I get up, grabbing my drink. “As for your Man In-Between? He’d never be allowed to live.”

I wander toward the door to the kitchen. I pass Eve as she walks to Ian. She’s getting a story published somewhere and I quickly say “Congratulations” to her.

Scanning the room again, I notice all the couples: Amy and Hugo, Ian and Eve, Chuck Connors and his rockabilly girlfriend. In Haverbrook, these relationships start early and never seem to end.

Oh, did I never mention Ian and Eve got together? Yeah, imagine that.


Amy walks out of the kitchen. “Are the two of you ever going to get along?” she asks, looking over to Ian and Eve.

I turn around to look at her. “We do get along.”

“No you don’t. You tease him relentlessly.”

“Well, he is a geek.”

She laughs. “So are you.”

I give her a quizzical expression.

“But your geekery is all about the Haterade. Ian, he loves his geekery.” She hits me. “And that’s why she loves him.” Contact.

Though my access is limited, I get the impression she’s worried about me. She starts to walk away before I grab her arm. “Out with it,” I say.

She blinks. “Patio.”

Out on the patio, we see Chuck Connors and his girlfriend have an opening salvo in their nightly fight session. This will see her walking down Del Mar and him chasing after her. It’s their peculiar dance.

Amy instructs me to sit down.

“Okay, Fuller. Here it is. I saw the way you were with Valerija and I didn’t like it.”


“You teased her all the time. It seemed like you treated her like staff.”

“She was.”

Amy shakes her head. “God, you are so stupid sometimes.” With that, she walks off.

In August, Haverbrook gets baked under a blanket of moisture and heat and tonight’s no different. I don’t exactly get along with that. Even into the night, my summer weight jacket’s causing me to sweat.

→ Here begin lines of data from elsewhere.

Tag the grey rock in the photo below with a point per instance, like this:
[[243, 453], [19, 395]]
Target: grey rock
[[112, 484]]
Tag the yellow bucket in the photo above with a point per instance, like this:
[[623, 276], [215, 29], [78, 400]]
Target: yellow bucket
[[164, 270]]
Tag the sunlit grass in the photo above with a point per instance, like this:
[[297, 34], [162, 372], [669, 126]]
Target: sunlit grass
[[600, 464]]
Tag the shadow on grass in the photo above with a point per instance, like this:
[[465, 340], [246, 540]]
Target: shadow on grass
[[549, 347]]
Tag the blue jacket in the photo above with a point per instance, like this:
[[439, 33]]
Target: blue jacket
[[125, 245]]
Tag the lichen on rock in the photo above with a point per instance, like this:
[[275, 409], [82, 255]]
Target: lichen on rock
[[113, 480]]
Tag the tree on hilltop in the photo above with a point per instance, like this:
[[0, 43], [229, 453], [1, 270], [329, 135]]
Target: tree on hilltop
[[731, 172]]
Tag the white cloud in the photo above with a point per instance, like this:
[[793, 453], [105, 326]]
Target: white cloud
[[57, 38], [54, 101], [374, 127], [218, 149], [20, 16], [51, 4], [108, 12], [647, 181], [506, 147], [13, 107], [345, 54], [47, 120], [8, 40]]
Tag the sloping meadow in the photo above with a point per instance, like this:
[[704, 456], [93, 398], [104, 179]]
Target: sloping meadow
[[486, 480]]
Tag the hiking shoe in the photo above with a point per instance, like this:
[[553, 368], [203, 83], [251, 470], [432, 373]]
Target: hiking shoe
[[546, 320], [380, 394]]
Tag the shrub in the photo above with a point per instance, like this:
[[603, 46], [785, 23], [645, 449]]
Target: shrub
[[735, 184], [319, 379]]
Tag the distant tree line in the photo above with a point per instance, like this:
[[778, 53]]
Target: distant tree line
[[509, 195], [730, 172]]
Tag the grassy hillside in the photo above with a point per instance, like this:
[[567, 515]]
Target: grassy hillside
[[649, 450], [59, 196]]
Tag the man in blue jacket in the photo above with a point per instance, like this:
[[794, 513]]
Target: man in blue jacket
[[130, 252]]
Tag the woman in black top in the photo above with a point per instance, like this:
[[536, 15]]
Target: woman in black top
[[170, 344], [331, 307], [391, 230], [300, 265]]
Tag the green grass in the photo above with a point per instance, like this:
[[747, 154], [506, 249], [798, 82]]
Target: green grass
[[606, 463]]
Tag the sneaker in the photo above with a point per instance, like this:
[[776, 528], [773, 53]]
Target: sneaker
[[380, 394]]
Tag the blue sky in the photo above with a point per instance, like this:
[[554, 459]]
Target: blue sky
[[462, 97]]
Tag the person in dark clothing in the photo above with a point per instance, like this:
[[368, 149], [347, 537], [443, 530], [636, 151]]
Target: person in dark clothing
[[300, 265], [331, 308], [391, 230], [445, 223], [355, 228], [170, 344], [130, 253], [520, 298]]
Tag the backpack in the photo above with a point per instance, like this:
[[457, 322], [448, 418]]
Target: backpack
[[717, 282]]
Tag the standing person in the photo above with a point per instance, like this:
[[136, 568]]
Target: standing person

Meanwhile, Chuck Connors runs off after his girl.

I light up a clove and take a nice, long, inhale.

I spot Haley Caruthers walking out onto the patio and motion for her to come over. “How are you doing, Fuller?” she asks.

“Sinusy, you?”

“No, c’mon Fuller … I mean with Senator Garland.”

“Well, I’m not involved anymore. I quit. I can’t give you any information on how things will go forward. Other than the Fuckhead will be the candidate.”

She looks down at her shoes. “No, I mean, you must still be hurting, right?”

I think about touching her and trying to get the Awareness to cut through language. I stop and take another drag off my clove. “I’ve had so much to do ever since, I never really—” I start to say. She rubs my shoulder, but the Awareness fails to kick in.

Only now do I wonder if she knows what Fred Simms did.

“Garland was important you know,” she says.

“It felt like history was changing around him,” I respond.

Another drag.

“I’m tired of watching the future die,” I say. With this, I stop acquiescing to hope. The election is still two and half months away and bleak is the most charitable word for my outlook.